Hello,
I have read that there is no garbage collection in GPUs. I have an algorithm where I use an Array{Array{CuArrays{Float32,1},1}}
as a buffer. From that I sample a batch that I transform in a NTuple{CuArrays, N}
to feed a training loop in Flux with. The buffer has a fixed size and I regularly generate new elements (Array{CuArrays{Float32,1},1}
) to replace the old ones. I think that when I do that I replace pointers to CuArrays with other ones without freeing the Vmemory. I know that a solution is to bring the CuArray back to the cpu and then erase it but I think that’s highly inefficient and very slow. My first question is: is there a way to free that memory without the costly transfer to cpu ?
Here’s an example:
buffer = Array{Array{CuArrays{Float32,1},1}}()

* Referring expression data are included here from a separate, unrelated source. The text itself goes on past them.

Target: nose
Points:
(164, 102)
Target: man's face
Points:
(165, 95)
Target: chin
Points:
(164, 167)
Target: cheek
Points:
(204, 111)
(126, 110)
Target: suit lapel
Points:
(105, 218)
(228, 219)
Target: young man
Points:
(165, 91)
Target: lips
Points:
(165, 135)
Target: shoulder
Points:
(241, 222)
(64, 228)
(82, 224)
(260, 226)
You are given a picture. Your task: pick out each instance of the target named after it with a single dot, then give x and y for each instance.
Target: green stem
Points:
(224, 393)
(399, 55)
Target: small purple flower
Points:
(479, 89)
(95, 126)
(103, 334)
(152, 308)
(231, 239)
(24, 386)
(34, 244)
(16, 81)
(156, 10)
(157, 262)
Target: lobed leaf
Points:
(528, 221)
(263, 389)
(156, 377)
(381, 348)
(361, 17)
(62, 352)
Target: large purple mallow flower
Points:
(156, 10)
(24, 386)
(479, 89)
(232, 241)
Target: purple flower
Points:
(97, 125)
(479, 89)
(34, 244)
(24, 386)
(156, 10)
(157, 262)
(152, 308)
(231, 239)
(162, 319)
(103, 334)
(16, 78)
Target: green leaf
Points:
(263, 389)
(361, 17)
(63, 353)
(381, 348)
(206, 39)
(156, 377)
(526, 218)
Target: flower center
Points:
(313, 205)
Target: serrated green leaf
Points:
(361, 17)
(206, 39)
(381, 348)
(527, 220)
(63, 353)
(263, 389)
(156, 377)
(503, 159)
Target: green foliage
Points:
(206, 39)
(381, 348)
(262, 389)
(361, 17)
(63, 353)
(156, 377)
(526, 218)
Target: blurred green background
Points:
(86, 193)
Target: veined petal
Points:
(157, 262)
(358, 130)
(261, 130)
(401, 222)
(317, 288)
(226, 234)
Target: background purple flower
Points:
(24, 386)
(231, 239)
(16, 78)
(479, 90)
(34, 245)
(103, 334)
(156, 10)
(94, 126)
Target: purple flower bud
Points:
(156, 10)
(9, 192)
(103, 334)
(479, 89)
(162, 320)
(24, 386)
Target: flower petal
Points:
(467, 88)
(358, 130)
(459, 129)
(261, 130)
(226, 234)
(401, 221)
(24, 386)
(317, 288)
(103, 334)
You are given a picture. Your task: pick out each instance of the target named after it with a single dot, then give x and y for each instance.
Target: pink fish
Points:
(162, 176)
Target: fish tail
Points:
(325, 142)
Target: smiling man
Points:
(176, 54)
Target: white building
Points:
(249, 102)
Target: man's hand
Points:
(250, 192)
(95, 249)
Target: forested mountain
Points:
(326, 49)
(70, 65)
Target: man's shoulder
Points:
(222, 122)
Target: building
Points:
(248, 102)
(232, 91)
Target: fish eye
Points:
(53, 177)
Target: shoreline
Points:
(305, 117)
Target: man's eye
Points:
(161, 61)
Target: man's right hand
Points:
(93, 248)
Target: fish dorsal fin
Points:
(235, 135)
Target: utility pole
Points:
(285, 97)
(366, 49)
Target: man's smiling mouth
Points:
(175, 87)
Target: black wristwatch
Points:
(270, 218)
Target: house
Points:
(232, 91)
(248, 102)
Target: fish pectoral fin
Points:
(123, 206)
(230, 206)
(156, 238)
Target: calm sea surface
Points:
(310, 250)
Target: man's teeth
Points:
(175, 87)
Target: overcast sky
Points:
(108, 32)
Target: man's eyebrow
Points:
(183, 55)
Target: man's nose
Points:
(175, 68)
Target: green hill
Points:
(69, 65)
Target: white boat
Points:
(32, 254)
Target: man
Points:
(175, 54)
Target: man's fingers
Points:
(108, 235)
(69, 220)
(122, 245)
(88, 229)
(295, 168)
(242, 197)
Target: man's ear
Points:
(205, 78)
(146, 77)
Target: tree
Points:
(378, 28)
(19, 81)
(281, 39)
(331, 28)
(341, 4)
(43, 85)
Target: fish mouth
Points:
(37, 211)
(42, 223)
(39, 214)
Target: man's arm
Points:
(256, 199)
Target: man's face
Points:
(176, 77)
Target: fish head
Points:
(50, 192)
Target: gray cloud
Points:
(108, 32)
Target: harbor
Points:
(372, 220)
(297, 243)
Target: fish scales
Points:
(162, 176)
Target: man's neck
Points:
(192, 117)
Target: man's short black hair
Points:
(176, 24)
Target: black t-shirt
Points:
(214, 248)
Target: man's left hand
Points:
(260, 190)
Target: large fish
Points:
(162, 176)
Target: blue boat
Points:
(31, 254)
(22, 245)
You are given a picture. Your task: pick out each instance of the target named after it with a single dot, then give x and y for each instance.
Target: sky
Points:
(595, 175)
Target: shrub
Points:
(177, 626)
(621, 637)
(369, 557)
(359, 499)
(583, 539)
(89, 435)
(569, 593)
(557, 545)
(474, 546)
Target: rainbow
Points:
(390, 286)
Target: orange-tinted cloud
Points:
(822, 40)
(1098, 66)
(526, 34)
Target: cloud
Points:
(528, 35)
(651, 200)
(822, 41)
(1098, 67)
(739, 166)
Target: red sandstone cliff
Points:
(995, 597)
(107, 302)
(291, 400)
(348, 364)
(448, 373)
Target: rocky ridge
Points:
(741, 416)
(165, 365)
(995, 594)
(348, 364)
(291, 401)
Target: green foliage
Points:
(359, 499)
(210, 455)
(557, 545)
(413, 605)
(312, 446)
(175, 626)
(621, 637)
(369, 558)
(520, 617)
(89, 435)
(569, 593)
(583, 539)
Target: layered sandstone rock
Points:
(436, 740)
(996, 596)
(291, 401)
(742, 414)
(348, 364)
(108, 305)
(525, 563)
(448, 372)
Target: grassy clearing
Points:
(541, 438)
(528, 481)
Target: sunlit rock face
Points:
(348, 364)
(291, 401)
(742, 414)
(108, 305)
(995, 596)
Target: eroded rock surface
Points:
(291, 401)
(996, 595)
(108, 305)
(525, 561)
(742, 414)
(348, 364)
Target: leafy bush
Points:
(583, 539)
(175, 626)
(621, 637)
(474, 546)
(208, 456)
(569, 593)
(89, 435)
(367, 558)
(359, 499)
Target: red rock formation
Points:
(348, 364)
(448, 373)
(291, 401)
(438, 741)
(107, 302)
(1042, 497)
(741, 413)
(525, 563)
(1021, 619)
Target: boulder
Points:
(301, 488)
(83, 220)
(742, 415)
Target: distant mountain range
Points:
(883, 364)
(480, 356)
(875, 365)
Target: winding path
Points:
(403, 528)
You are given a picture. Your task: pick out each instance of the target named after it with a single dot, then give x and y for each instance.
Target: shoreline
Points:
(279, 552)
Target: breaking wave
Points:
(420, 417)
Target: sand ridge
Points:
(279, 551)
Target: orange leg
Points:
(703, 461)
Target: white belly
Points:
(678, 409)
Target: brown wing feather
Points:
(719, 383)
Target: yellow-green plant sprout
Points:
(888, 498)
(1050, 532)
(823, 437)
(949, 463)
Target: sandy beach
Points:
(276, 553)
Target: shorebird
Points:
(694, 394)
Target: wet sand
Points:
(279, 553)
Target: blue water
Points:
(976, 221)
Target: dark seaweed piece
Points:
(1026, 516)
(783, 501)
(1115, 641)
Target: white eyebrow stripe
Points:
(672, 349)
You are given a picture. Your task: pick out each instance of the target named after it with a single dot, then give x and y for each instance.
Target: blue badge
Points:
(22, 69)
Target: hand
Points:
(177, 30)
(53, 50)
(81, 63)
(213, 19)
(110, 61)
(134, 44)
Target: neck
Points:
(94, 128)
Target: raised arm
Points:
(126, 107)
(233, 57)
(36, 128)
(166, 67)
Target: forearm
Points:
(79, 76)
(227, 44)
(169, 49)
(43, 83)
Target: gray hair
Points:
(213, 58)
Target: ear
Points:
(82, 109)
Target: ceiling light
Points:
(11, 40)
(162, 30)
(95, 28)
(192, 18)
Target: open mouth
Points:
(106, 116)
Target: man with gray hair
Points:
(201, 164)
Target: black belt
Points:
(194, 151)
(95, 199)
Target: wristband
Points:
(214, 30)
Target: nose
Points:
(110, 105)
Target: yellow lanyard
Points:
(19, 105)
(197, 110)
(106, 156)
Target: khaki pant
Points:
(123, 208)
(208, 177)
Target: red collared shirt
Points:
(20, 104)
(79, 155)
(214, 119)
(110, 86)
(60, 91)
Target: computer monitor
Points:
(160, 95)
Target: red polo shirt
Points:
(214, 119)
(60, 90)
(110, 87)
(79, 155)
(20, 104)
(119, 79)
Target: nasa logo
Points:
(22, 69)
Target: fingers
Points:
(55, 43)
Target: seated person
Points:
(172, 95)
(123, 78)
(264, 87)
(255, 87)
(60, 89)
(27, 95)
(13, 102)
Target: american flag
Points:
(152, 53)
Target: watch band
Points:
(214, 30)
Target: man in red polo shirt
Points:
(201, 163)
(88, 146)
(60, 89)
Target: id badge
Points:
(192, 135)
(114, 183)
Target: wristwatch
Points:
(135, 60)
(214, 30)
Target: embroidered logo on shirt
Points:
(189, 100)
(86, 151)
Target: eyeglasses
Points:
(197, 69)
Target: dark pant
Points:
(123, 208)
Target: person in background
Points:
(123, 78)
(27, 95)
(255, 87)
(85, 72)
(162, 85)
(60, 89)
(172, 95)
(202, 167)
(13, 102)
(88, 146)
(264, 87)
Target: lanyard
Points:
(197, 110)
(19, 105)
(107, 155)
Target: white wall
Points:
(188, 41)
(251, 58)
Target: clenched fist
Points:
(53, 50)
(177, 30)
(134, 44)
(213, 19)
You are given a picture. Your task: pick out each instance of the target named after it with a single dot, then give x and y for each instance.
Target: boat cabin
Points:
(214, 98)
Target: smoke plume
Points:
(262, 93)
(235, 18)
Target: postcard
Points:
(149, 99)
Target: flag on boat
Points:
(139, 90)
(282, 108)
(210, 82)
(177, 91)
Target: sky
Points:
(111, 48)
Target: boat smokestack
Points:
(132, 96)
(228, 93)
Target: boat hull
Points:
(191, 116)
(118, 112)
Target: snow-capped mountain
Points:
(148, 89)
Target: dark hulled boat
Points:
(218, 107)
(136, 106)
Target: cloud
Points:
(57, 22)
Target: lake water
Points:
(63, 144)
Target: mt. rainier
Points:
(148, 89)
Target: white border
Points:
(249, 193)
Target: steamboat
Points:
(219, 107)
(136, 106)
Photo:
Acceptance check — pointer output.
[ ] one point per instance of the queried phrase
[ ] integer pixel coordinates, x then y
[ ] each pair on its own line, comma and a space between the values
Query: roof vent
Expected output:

... populate the buffer to its fixed size.
x::Array{CuArray{Float32,1},1}()
y::Array{CuArray{Float32,1},1}()#(say that N = 2)
batch = rand(buffer, 20)
for element in batch
push!(x, element[1])
push!(y, element[2])
end
x = Flux.batch(x) # produces a CuArray{Float32,2}
y = Flux.batch(y) # produces a CuArray{Float32,2}
data = (x,y)
... train a network on data
newElement::Array{CuArrays{Float32,1},1} = generateanewelement()
push!(buffer, newElement)
popfirst!(buffer) #the popped element is an array of pointers, the VRAM is not freed
I though that I could simply overwrite the old element with the new at the same location (which would be the most efficient way to go). Say I do that this way:
function overwriteoldelement(buffer, indexofoldest)
buffer[indexofoldest][1] = generatenewX()
buffer[indexofoldest][2] = generatenewY() #these two output CuArrays
end
I don’t think this overwrites the memory, it simply changes the pointer or something like that right ?